The number of autonomous vehicles (AVs) on public roads in the United States is relatively small and consists almost entirely of test vehicles, not consumer-owned cars. As of late 2023, estimates suggest there are fewer than 2,000 vehicles equipped with Level 4 automation technology actively being tested. The truly meaningful figure isn't the total count but the number of miles these vehicles drive autonomously, which for industry leaders like Waymo and Cruise, has reached millions of miles annually.
A key point of confusion is the difference between advanced driver-assistance systems (ADAS), like Tesla's Autopilot, and true autonomy. Systems requiring driver supervision are classified as Level 2 and are found in millions of cars.

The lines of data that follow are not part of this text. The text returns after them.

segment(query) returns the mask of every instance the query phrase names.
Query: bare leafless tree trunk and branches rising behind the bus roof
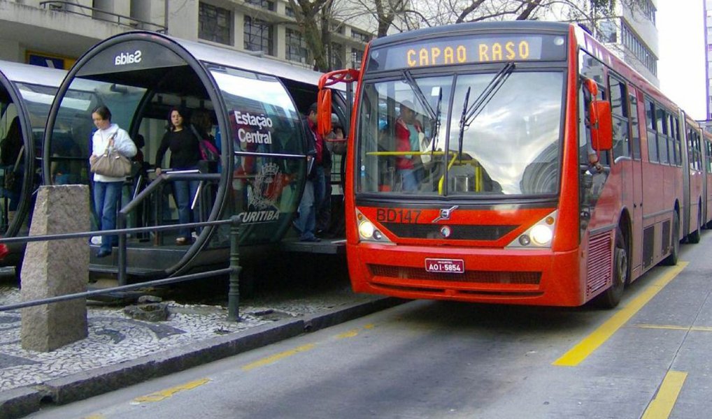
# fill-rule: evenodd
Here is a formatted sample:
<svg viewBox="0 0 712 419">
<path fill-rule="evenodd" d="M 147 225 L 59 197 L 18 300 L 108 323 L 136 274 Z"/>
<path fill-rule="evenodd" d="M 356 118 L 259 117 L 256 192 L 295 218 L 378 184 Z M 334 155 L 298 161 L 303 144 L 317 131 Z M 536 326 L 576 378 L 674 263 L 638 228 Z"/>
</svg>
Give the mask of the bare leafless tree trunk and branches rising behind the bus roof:
<svg viewBox="0 0 712 419">
<path fill-rule="evenodd" d="M 314 58 L 315 70 L 330 68 L 330 37 L 349 23 L 382 37 L 451 23 L 546 19 L 577 21 L 593 33 L 613 16 L 617 3 L 631 11 L 649 0 L 289 0 Z M 604 28 L 605 31 L 605 28 Z"/>
</svg>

Fully autonomous vehicles, which operate without a human driver (Level 4/5), are the domain of specialized fleets from companies like Waymo, Cruise, and Zoox.
Here’s a breakdown of vehicles with higher levels of automation based on publicly reported fleet sizes and testing permits:
| Company / Program | Estimated Fleet Size (Late 2023) | Automation Level | Primary Location(s) | Key Data Point (Miles Driven) |
|---|---|---|---|---|
| Waymo (Google) | 700+ vehicles | Level 4 (Fully Autonomous in Geofenced areas) | Phoenix, San Francisco, Los Angeles | Over 1 million autonomous miles per year |
| Cruise (GM) | 400+ vehicles (pre-incident) | Level 4 (Fully Autonomous in Geofenced areas) | San Francisco (operations paused) | Logged over 1 million driverless miles |
| Zoox (Amazon) | 100+ vehicles | Level 4 (Testing & employee shuttle) | San Francisco, Las Vegas, Seattle | Testing in multiple cities with safety drivers |
| Nuro | 150+ delivery pods | Level 4 (Goods-only delivery vehicles) | Houston, Phoenix, Mountain View | Commercial delivery partnerships |
| Various Automakers (e.g., , Mercedes) | 500+ vehicles (combined estimate) | Level 2+/Level 3 (Driver Assist / Conditional Automation) | Nationwide testing | Data collected for next-generation systems |
The growth is constrained by significant technological hurdles, high costs, regulatory approval, and, crucially, public and governmental trust. The timeline for a significant number of consumer-owned autonomous cars on the road remains uncertain, likely more than a decade away.

Honestly, most "self-driving" cars you hear about are just test vehicles. I follow the tech closely, and the real number of driverless cars—ones without a safety driver—is probably in the low hundreds, mostly in a few specific cities like San Francisco and Phoenix. The rest are just fancy driver-assist systems that still need you to pay attention. The real count is tiny, but the miles they're logging is the impressive part.

From a safety and regulation standpoint, the number is intentionally limited. As someone who reads NHTSA reports, these vehicles operate under strict testing permits. There isn't a national registry, but based on state-level disclosures from California, Arizona, and Texas, the total fleet of permitted Level 4 test vehicles is well under 2,000 units. The focus for regulators isn't on volume but on verifying the safety and performance data from each million miles driven before considering wider deployment.

I live in Austin, and you'll see them occasionally—those weird-looking cars covered in sensors. But it's not like there's one on every corner. It feels more like a pilot program than a real transportation change. I'd guess there are maybe a few dozen here. The companies are being super cautious, especially after a few high-profile incidents. So, the number on the road is small and growing very, very slowly.

The answer depends entirely on your definition. If you count every car with adaptive cruise control and lane-keeping, that's millions. But true "hands-off, eyes-off" autonomy? That's a different story. The industry uses SAE Levels. Most so-called autonomous cars are Level 2, meaning the driver is still responsible. The jump to Level 4 is massive, and those vehicles number only in the hundreds, confined to specific mapped areas. The technology is here, but the scalable, widespread deployment is not.